Using any file swapping (know as peer-2-peer networking) to download pirated movies and music is a real risk - just don't do it! It is illegal anyway, as it transgresses copyright law,

Perhaps a method even more likely to get your computer infected is to visit Porn websites, or websites set up to look like Porn sites but really exist to infect you computer. Of course, not too many people are going to freely mention their computer became infected as a result of searching for Porn! If you have teenagers in the house, you had better get some strong protection. It is almost guaranteed you will get infected.

Email is still a route for Cybercrime, and a very good one at that. Sooner or later one of your friends or family members will send you an email with a dangerous attachment. If you should try to open this attachment, you will be infected. Often the subject of the email will be something funny to entice you to open the attachment. You need to be aware that attachments with any of the following extensions, DO NOT OPEN:

Protection against viruses

All computer uses need to learn the basic steps for protecting a computer against an attach of malicious software (virus, trojan, worm, rootkit).

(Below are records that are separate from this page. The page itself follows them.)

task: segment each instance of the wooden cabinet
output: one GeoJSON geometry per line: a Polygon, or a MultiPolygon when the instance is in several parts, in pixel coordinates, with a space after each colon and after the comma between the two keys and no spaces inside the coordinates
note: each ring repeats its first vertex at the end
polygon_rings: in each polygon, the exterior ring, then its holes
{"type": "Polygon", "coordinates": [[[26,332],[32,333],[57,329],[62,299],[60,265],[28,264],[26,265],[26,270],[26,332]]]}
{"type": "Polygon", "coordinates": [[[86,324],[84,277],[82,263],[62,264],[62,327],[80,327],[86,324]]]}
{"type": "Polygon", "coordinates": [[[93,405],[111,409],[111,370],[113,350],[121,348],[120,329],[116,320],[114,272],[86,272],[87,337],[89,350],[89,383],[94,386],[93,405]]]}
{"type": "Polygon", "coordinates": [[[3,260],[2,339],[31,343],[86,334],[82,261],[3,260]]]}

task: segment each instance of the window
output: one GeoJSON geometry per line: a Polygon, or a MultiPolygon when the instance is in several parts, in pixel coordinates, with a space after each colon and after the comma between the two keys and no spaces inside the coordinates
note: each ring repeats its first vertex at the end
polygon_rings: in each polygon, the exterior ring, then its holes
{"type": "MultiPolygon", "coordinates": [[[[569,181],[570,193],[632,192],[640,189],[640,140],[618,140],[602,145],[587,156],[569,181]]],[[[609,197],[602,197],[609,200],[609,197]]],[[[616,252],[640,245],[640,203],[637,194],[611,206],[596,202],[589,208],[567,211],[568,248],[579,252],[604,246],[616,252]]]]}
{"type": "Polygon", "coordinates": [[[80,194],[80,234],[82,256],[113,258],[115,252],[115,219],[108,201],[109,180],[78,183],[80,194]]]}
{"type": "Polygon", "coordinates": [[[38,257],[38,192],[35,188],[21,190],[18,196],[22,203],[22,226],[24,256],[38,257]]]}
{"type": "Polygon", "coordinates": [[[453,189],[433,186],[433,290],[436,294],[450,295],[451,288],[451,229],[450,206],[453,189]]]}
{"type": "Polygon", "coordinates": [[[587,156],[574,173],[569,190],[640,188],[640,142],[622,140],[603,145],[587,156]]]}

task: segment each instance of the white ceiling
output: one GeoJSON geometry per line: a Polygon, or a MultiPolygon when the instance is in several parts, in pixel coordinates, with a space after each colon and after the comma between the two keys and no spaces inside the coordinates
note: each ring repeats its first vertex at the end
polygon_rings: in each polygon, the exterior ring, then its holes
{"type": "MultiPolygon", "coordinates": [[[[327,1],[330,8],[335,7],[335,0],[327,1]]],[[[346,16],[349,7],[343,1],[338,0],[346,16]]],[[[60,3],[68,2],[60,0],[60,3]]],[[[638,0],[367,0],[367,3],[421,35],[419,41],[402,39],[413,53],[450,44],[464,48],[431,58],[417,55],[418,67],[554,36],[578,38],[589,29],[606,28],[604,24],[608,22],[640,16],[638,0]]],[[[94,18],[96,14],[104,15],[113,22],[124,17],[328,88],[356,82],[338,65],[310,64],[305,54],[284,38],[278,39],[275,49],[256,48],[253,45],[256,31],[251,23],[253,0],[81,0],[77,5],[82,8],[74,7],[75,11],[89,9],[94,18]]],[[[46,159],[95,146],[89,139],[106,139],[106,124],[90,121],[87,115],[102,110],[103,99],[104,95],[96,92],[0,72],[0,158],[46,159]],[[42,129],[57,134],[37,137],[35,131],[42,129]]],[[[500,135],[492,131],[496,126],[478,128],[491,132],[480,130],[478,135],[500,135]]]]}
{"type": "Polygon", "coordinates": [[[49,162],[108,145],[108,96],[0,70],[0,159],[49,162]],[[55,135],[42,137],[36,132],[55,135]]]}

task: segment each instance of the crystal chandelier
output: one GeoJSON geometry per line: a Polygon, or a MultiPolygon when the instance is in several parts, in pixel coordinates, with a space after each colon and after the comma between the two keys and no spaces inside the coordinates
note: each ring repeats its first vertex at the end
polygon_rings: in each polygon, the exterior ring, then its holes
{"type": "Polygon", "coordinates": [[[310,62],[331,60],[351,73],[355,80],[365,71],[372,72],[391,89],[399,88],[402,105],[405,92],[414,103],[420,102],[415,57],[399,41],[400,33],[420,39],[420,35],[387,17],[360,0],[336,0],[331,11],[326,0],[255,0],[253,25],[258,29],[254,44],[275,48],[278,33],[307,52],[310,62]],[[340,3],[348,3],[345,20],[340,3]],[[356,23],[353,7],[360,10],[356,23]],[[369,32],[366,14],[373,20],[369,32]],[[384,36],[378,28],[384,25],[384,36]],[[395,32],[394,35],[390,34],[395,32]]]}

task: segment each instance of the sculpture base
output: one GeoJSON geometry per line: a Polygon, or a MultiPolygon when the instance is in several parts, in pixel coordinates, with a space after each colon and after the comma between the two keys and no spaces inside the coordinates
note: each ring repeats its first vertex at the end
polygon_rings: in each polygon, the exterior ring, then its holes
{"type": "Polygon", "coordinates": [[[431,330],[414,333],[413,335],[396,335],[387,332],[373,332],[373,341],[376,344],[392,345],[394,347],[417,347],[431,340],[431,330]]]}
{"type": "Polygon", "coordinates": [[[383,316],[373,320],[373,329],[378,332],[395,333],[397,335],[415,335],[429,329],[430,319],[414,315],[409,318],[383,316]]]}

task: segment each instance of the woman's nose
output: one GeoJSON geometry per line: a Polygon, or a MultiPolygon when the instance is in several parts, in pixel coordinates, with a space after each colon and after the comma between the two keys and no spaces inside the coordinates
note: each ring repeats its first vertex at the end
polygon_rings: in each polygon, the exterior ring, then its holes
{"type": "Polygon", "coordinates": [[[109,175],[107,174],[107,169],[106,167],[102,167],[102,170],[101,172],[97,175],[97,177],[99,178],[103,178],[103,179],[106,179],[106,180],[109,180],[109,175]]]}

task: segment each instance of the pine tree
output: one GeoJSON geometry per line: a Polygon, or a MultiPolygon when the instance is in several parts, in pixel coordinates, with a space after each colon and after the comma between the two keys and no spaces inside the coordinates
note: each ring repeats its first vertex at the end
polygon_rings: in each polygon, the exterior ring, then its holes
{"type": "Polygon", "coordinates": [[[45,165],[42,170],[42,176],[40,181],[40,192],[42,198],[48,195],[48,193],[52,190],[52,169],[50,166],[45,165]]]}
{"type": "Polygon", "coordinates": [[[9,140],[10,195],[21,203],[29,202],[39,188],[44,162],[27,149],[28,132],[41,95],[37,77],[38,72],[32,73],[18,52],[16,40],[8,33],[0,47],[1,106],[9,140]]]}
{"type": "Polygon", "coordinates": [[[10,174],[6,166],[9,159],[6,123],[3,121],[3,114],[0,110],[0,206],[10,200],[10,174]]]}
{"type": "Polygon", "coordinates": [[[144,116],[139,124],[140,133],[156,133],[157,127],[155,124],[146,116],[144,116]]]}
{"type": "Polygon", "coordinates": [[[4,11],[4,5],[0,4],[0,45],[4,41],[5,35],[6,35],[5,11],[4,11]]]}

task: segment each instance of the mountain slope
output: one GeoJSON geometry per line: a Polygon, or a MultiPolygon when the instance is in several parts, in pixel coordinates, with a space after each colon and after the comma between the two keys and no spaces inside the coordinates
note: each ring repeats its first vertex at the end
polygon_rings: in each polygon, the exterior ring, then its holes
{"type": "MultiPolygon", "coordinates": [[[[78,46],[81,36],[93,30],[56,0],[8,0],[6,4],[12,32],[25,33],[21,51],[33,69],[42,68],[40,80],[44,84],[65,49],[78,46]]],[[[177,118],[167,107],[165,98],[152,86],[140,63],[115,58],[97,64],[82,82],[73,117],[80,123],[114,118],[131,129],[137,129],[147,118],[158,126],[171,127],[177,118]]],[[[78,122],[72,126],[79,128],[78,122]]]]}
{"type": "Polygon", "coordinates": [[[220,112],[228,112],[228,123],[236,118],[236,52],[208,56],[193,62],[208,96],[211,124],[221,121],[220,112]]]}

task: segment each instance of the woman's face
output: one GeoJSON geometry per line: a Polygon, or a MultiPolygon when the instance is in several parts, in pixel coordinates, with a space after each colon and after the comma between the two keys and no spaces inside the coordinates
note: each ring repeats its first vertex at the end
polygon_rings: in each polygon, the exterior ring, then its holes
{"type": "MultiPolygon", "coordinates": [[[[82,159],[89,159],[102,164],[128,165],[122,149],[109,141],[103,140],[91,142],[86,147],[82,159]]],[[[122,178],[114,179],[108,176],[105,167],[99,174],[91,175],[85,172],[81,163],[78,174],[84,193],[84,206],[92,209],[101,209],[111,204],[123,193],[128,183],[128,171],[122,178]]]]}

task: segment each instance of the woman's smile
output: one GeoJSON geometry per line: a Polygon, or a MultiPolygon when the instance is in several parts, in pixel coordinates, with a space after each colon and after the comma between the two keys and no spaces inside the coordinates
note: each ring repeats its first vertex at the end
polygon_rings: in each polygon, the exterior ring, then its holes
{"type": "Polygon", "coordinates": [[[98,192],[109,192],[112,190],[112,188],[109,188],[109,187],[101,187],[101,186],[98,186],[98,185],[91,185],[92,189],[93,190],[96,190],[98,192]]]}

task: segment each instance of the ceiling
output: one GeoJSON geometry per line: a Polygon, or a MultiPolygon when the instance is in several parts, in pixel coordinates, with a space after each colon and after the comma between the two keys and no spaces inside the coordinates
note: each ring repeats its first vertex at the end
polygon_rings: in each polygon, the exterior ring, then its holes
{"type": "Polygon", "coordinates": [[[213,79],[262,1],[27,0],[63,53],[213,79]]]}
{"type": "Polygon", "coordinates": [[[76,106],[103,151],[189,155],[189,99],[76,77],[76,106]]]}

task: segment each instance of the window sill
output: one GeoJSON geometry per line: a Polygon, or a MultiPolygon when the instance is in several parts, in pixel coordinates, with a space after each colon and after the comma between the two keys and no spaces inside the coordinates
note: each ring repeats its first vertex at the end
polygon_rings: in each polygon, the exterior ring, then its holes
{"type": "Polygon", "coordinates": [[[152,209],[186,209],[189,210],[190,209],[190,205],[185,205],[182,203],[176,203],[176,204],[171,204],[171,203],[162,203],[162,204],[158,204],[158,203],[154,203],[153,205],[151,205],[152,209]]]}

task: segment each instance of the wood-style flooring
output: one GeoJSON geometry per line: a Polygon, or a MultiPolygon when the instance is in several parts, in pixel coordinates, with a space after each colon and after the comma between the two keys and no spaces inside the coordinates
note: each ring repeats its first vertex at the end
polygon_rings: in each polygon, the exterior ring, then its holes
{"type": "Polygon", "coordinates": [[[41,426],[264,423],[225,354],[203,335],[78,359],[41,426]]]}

What you need to learn is:

  1. Ensure that your operating system is downloading and installing updates regularly. If a computer falls behind with updates, you will most definitely be more susceptible to attack.
  2. Install quality anti-virus and internet protection software.As a computer repairer, I see a lot of computers brought to me for virus removal that have free anti-virus software installed.
  3. Learn how look and make a judgment of whether a website that comes up in Google search is likely to be safe. One customer could not understand why every time they searched for their bank using google, they kept going to a a peculiar website and getting infected. Unfortunately they did not read well enough the search results in Google. If they had done so, they would have seen that the URL was nothing like their bank's URL.
  4. Avoid installing free software just because a notice pops up on your computer when you search the internet and begs you to install, purporting to offer so many benefits all completely free. Do get fooled, free software usually comes at a price sooner or later.
  5. Be careful about lending your computer to other people, or letting them use your computer without supervision, unless you feel sure they can be trusted not to do something that you wouldn't like. When someone brings me a computer to remove malicious software, I often ask them 'Do you have teenagers in the house?"

What anti-virus software?

Well I have been using AVG Internet Security (not the free version) for a while now, and so far my computer is trouble free. I guess I also recommend Norton Anti-virus, their reputation is well deserved. There are other good brands such as Kaspersky Labs and perhaps McAfee.

Whatever, anti-virus software you install, it is not much good if it does not update daily. You need to make sure it does.